What is the effect on the interference fringes in a Young's double-slit experiment due to each of the following operations:
$(a)$ the screen is moved away from the plane of the slits;
$(b)$ the (monochromatic) source is replaced by another (monochromatic) source of shorter wavelength;
$(c)$ the separation between the two slits is increased;
$(d)$ the source slit is moved closer to the double-slit plane;
$(e)$ the width of the source slit is increased;
$(f)$ the monochromatic source is replaced by a source of white light?
(In each operation,take all parameters,other than the one specified,to remain unchanged.)

(N/A) The angular separation of the fringes remains constant $(=\lambda / d)$. The actual fringe width $\beta = \lambda D / d$ increases in proportion to the distance $D$ of the screen from the plane of the slits.
$(b)$ The fringe width $\beta = \lambda D / d$ decreases because the wavelength $\lambda$ is smaller.
$(c)$ The fringe width $\beta = \lambda D / d$ decreases because the slit separation $d$ is increased.
$(d)$ Let $s$ be the size of the source and $S$ be its distance from the plane of the two slits. For interference fringes to be visible,the condition $s / S < \lambda / d$ must be satisfied. As $S$ decreases,the condition becomes harder to satisfy. The interference pattern becomes less sharp,and eventually,the fringes disappear.

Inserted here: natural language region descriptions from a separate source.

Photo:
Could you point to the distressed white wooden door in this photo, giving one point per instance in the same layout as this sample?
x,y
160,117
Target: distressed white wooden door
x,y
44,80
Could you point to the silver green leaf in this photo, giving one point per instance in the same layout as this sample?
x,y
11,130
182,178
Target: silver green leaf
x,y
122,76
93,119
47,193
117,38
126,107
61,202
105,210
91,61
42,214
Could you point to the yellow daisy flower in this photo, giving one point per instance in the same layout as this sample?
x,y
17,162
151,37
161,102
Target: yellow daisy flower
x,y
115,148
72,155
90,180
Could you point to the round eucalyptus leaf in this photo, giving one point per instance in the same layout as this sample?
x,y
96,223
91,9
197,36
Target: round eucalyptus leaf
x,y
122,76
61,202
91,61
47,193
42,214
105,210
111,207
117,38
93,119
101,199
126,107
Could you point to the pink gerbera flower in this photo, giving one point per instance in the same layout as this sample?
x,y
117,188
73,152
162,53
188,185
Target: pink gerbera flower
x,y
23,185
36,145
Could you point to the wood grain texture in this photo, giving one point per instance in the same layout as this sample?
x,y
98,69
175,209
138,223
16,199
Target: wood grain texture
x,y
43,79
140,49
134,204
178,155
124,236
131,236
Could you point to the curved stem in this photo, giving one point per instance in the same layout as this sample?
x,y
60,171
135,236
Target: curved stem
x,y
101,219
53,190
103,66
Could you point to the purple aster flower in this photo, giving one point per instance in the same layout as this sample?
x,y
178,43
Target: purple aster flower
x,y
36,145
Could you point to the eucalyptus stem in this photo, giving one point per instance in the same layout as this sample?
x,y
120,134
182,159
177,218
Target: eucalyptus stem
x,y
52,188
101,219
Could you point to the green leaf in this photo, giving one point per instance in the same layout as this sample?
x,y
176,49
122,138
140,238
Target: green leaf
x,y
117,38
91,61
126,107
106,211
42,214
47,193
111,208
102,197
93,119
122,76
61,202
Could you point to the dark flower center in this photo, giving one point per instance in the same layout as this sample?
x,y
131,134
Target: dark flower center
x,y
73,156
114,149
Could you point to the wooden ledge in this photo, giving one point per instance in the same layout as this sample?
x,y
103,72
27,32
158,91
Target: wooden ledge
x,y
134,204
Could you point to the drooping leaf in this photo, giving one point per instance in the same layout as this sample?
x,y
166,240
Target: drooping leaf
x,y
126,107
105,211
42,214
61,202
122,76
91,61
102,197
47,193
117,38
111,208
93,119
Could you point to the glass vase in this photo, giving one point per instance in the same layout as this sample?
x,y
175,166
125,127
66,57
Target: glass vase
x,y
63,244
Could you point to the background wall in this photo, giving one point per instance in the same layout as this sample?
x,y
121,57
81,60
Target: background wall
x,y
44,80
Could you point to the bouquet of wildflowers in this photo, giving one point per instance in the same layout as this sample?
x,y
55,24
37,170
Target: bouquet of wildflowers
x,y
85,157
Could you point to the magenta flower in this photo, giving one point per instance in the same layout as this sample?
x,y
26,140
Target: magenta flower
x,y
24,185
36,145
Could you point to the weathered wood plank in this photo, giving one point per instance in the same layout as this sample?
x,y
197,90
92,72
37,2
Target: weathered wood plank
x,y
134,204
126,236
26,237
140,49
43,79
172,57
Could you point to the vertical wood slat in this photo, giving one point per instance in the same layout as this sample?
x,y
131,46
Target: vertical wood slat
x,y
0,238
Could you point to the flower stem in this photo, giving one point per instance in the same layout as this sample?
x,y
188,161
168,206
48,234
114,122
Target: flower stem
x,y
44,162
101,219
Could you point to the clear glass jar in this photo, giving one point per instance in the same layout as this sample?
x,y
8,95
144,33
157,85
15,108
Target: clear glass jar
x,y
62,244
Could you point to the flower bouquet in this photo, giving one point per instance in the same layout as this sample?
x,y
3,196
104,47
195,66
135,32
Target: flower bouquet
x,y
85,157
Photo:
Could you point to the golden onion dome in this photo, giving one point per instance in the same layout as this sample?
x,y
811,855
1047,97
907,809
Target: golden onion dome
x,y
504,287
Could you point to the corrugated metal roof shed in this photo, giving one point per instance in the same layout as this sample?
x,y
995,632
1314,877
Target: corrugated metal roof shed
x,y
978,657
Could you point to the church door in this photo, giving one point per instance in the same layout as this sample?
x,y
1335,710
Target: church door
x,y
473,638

$(e)$ Similar to $(d)$,as the source slit width $s$ increases,the condition $s / S < \lambda / d$ is violated. The interference pattern becomes less sharp and eventually disappears.
$(f)$ The interference patterns for different wavelengths overlap. The central bright fringe is white. Since fringe width $\beta \propto \lambda$,the fringes for shorter wavelengths (blue) are closer to the center than those for longer wavelengths (red). Thus,the fringes appear coloured,with red on the outside and blue on the inside,eventually becoming white/blurred.